US Sub Struck in Secretive South China Sea Deployment Suffered Damage to Ballast Tanks, Report Finds
10:36 GMT 29.10.2021 (Updated: 10:56 GMT 29.10.2021)
On 2 October, the USS Connecticut, a Seawolf-class nuclear powered fast attack submarine, struck an unidentified object in the South China Sea. 11 seamen received non-life-threatening injuries in the incident, and the sub was forced to limp back to the US naval base in Guam for assessment.
The USS Connecticut suffered damage to its forward portion and ballast tanks after bumping into an unidentified object in the South China Sea earlier this month, sources said to be familiar with the Navy’s initial damage assessment have told
In submarines, ballast tanks are used to control vessels’ buoyancy. The tanks are flooded when a sub needs to submerge, and cleared of water using compressed air to make it buoyant again.
The outlet’s sources stressed that the sub’s onboard nuclear reactor and propulsion systems were not impaired in the incident. They did not comment on whether the sub’s torpedo tubes, which are situated in the forward portion of Seawolf-class boats, were affected.
Acting assistant secretary of the Navy for R&D and acquisition Jay Stefany has told lawmakers that repairs to the USS Connecticut will likely disrupt the existing ship repair schedule at the Navy’s four public shipyards – already said to be overwhelmed with a backlog of repair and retrofit orders.
“If we ended up doing [repairs] in one of the public shipyards, that would certainly cause perturbations in all the other work in the shipyards,” Stefany said, speaking before the House Armed Services Committee’s readiness subcommittee on Thursday.
“Right now, it’s in Guam, that’s public record, there is no dry dock in Guam, hopefully a sub tender can do the work, but that remains to be seen. It just shows how…the world gets a vote and things change and unexpected incidents create more demand for repairs…The attack subs have always been the poor cousin in the public shipyards in terms of getting priority,” the official complained.
Earlier this week, sources told
USNI News that the Navy still wasn’t certain what the USS Connecticut ran into during its South China patrol, with no object “definitively determined”. Earlier this month, Politico reported that the sub may have hit a natural underwater feature. However, veteran Russian submariner, admiral and former commander of the Russian Baltic Fleet Vladimir Valuyev told Sputnik
that the sub’s advanced onboard navigation systems should have virtually ruled out a collision with an underwater reef or rock formation.
Naval Sea Systems Command are said to be continuing the evaluation of the scope of the damage.

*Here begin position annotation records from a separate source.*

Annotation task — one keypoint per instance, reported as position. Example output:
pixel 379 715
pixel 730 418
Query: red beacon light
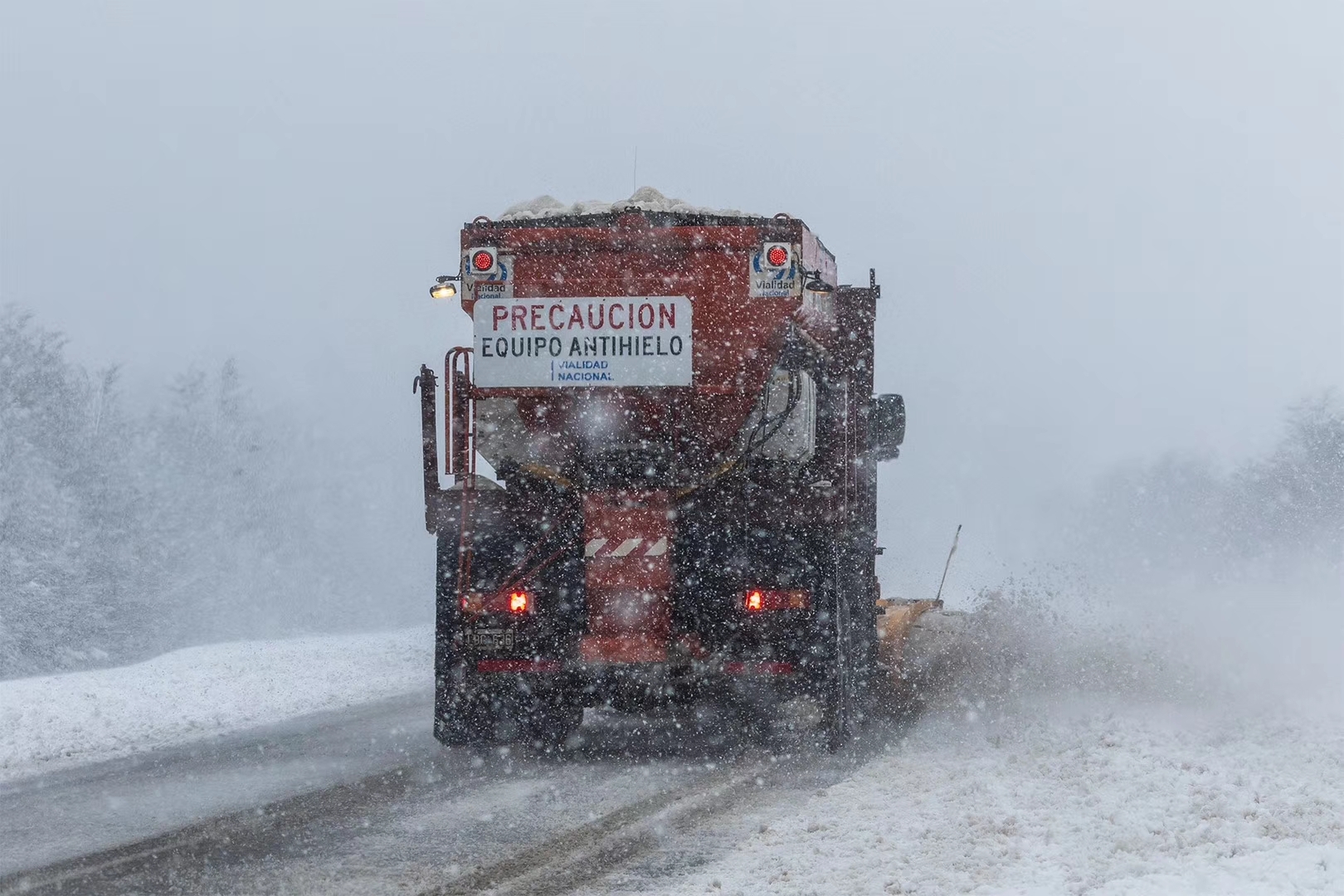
pixel 485 261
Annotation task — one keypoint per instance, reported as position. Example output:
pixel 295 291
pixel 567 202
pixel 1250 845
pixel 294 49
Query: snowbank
pixel 84 716
pixel 1088 796
pixel 644 197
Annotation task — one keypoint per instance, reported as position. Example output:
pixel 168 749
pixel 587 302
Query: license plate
pixel 491 640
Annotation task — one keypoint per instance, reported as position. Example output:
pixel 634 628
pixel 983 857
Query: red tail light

China has accused the United States of engaging in a cover-up. On Tuesday, Foreign Ministry spokesman Zhao Lijian stressed that Beijing has “repeatedly expressed grave concerns over the matter and asked the US side to make clarifications,” and accused the Pentagon of “nothing but a brief and vague statement issued…with procrastination, and a confirmation by a so-called informant that the incident did happen in the South China Sea”.
“Such an irresponsible, cagey practice gives regional countries and the international community every reason to question the truth of the incident and the intentions of the US,” Zhao said.
US officials initially only stated that the incident took place somewhere in the Asia-Pacific region. The Navy later clarified that the incident took place in the highly sensitive South China Sea, but only after
a China-based think tank honed in on the approximate location where the sub bump took place. According to the South China Strategic Situation Probing Initiative’s assessment, the incident took place southeast of China’s Hainan Island and north of the Paracel/Xisha Islands in the Hainan-Paracel-Bashi Channel triangle. The think tank used satellite data, plus the location of other US warships in the area, to make its determination.
The Connecticut is a Seawolf-class sub –one of the most advanced, but also the most expensive, kinds of attack subs in the US Navy’s arsenal. Only three Seawolf-class subs were ever built, with an order for 26 more vessels cancelled in the 1990s after the end of the Cold War and a short-lived era of slashed Pentagon budgets. The sabre-quiet attack subs’ nuclear propulsion systems make their endurance virtually unlimited – apart from the need to ensure food and provisions resupply for crews. Their onboard weapons include Mark 48 torpedoes, Harpoon anti-ship missiles and land-attack cruise missiles.
China has laid claim to wide swathes of the South China Sea, and has repeatedly called on the United States to put a halt to its so-called ‘freedom of navigation’ naval patrols in the area.